Fellow Lecture by Dr. Falko Schnicke (Fellow of the Alfried Krupp Wissenschaftskolleg Greifswald/Johannes Kepler University Linz)
British governments used the supposedly apolitical monarchy in the age of the Cold War and decolonization to push through their foreign policy goals. During this phase, state visits developed from European neighborly relations into a global instrument that also encompassed the lines of conflict of the bloc confrontation and former colonies. In this context, the trips of Queen Elizabeth II and other members of the royal family were used specifically for political maneuvering. This was an increase in the importance of the monarchy, as British governments responded to the British decline with an expansion of royal diplomacy. The lecture traces the perspectives of the Foreign Office, the palace and civil society on this development.

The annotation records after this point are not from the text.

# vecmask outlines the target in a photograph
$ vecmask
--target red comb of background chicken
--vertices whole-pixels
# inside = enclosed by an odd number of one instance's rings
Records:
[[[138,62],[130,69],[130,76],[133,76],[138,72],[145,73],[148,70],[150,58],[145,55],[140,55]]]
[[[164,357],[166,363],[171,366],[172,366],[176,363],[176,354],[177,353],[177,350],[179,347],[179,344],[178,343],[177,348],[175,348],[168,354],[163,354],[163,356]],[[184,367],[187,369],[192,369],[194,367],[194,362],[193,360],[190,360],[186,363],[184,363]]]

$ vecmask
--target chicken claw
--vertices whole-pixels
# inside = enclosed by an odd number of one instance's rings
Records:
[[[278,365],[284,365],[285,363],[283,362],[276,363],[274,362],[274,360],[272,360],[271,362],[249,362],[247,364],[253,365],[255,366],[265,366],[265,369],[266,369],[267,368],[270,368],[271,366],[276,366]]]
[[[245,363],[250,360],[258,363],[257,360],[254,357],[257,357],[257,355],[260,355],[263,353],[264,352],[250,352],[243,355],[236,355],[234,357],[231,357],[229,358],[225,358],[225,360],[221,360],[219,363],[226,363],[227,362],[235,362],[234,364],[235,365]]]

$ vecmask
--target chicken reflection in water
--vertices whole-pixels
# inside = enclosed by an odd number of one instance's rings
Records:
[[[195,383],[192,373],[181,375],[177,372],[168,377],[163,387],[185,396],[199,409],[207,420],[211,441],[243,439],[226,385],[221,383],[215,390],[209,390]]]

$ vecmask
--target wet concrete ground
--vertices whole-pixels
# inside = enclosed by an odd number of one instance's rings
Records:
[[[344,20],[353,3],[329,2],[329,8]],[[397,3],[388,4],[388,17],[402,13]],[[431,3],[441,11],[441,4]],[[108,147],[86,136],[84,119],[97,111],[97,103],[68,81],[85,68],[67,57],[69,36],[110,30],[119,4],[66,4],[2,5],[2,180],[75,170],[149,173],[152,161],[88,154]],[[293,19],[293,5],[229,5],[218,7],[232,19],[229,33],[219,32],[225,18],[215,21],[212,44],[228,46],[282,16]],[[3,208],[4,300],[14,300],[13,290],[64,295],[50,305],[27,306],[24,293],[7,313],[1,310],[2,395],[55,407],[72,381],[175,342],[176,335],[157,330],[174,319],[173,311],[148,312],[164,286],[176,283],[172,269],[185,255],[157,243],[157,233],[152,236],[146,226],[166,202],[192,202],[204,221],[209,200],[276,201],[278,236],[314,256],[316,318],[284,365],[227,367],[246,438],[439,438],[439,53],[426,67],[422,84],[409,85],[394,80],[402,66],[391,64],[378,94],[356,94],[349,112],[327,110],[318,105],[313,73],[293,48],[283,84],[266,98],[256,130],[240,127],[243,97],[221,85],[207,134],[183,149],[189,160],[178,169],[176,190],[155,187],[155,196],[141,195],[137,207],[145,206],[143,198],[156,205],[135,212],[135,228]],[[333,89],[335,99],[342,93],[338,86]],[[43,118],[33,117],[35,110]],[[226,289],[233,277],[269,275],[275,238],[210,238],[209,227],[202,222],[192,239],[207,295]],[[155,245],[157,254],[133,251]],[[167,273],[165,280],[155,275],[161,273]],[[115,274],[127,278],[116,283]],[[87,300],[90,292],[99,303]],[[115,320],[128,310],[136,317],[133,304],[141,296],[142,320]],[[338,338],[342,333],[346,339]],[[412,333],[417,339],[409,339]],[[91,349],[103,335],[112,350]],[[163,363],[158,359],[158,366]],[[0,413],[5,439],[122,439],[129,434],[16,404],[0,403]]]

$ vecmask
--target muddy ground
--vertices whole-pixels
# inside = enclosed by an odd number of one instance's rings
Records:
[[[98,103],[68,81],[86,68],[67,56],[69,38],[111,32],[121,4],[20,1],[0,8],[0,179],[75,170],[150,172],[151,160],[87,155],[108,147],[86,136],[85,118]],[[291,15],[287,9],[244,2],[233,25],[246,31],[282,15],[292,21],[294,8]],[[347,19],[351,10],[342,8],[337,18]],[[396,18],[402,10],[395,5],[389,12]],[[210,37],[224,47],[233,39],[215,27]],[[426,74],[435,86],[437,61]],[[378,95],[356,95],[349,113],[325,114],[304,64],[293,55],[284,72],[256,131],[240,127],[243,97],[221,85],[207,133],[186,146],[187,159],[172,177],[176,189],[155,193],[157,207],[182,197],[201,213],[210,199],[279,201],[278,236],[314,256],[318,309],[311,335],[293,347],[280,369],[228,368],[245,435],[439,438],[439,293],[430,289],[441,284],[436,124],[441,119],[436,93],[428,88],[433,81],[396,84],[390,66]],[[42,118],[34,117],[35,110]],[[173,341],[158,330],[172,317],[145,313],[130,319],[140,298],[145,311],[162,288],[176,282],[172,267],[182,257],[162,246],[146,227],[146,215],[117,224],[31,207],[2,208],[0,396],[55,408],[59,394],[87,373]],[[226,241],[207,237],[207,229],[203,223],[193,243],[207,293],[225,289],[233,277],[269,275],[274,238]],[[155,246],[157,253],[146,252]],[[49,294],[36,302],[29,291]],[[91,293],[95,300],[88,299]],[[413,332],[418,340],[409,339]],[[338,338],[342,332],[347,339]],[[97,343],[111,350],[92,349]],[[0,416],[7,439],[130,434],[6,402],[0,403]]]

Falko Schnicke is a historian and studies the social, cultural and political transformation of Europe in its international interdependencies from the 18th to the 20th century. He has been a Senior Lecturer at the Johannes Kepler University Linz since 2020. He was previously a Research Fellow at the German Historical Institute London. His research interests include the history of foreign policy during the Cold War, critical monarchical history and the history of climate change as well as gender and body history. His recent book publications include Belonging across Borders: Transnational Practices in the Nineteenth and Twentieth Centuries (with Levke Harders, 2022) and Global Royal Families: Cultures of Transnational Monarchy in the Nineteenth and Twentieth Centuries (with Robert Aldrich and Cindy McCreery, 2024). In the winter semester 2024/25 Falko Schnicke is Junior Fellow at the Alfried Krupp Wissenschaftskolleg Greifswald.